In terms of pathophysiology, the documented body of evidence suggests that clozapine-induced neutropenia typically occurs within the first 18 weeks of treatment [11, 12], while RIN pathogenesis remains unknown and still needs further studies. Etiologically, using animal studies, it has been hypothesized that risperidone metabolites cause bone marrow suppression. Other postulated etiologies include decreased marrow neutrophil production, increased peripheral destruction of neutrophils by risperidone, and the role of the treated dendritic cell, which produced tumor necrosis factor-alpha- (TNF-α-) induced neutrophil death in vitro. Alternatively, this could also be attributable to immunomodulatory activities in genetically susceptible individuals, though this has not been fully explored in literature [13].

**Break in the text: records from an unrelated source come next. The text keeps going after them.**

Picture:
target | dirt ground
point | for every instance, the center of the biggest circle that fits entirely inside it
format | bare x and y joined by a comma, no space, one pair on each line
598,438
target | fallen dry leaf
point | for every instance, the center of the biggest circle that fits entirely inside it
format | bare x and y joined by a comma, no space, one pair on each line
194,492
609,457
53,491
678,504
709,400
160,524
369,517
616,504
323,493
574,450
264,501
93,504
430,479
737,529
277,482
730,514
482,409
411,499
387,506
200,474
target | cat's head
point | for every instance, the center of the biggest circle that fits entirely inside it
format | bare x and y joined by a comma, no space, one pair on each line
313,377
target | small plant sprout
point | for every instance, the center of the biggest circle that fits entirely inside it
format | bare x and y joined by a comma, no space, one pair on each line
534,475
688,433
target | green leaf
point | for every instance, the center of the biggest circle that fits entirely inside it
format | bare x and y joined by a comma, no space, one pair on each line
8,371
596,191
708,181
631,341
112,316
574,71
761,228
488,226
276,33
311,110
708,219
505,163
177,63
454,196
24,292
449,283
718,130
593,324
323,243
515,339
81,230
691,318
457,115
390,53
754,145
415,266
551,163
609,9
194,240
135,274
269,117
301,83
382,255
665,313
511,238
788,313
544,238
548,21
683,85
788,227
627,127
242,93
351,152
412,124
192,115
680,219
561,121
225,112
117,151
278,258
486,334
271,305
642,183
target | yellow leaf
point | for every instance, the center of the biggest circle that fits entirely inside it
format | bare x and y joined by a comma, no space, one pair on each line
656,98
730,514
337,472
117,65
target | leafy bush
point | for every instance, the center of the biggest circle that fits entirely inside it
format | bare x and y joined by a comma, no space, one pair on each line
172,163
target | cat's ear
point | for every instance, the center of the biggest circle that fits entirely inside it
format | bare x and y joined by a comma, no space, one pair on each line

According to [14], patients with drug-induced neutropenia can typically continue such treatment if neutropenia is mild (above 1000/μL) [14]. This guideline also applies to antipsychotic-related causes. Alternatively, medication dose tapering might be considered in benign neutropenia occurrence [14]. In this case report, considering the moderate to severe neutropenic state and the patient’s comorbid medical problems—hypertension and mild liver cirrhosis, we switched from risperidone to a first-generation antipsychotic with a successful resolution. Other authors have reported successful resolution following a switch to another second-generation antipsychotic such as olanzapine [3, 15, 16]. Recombinant human granulocyte-cerebrospinal fluid therapy has been reported, and work up for other possible etiologies may be considered if neutropenia fails to resolve with other treatment modalities such as cessation of the causing agent [3, 15].

4. Conclusion

Risperidone-induced neutropenia is very unusual, and its incidence rate is unknown [3, 1517]. Presently, there are no evidence-based alternative antipsychotic recommendations for incidental RIN. For the case presented here, we achieved a resolution of risperidone-induced severe neutropenia by changing to a haloperidol. Hence, a switch back to FGA medication could be an alternate treatment plan for such a scenario. Alternatively, olanzapine might also be a safe alternative in patients, who develop neutropenia on clozapine or risperidone. Additionally, olanzapine is ideal for adverse severe extrapyramidal symptoms from the first-generation neuroleptics [3, 15, 16].

Currently, there is no ANC monitoring requirement guideline for patients on risperidone treatment. Hence, we infer that routine monitoring of patients’ ANC level on risperidone treatment irrespective of their hematological baseline might be good practice for all psychiatrists. We do recommend the extension of this practice to both the inpatient and outpatient service settings. Finally, clinicians should ensure routine hematologic evaluation for individuals with past or present histories of dyscrasias as part of the risperidone therapeutic management.

Conflicts of Interest

The authors declare that they have no conflicts of interest.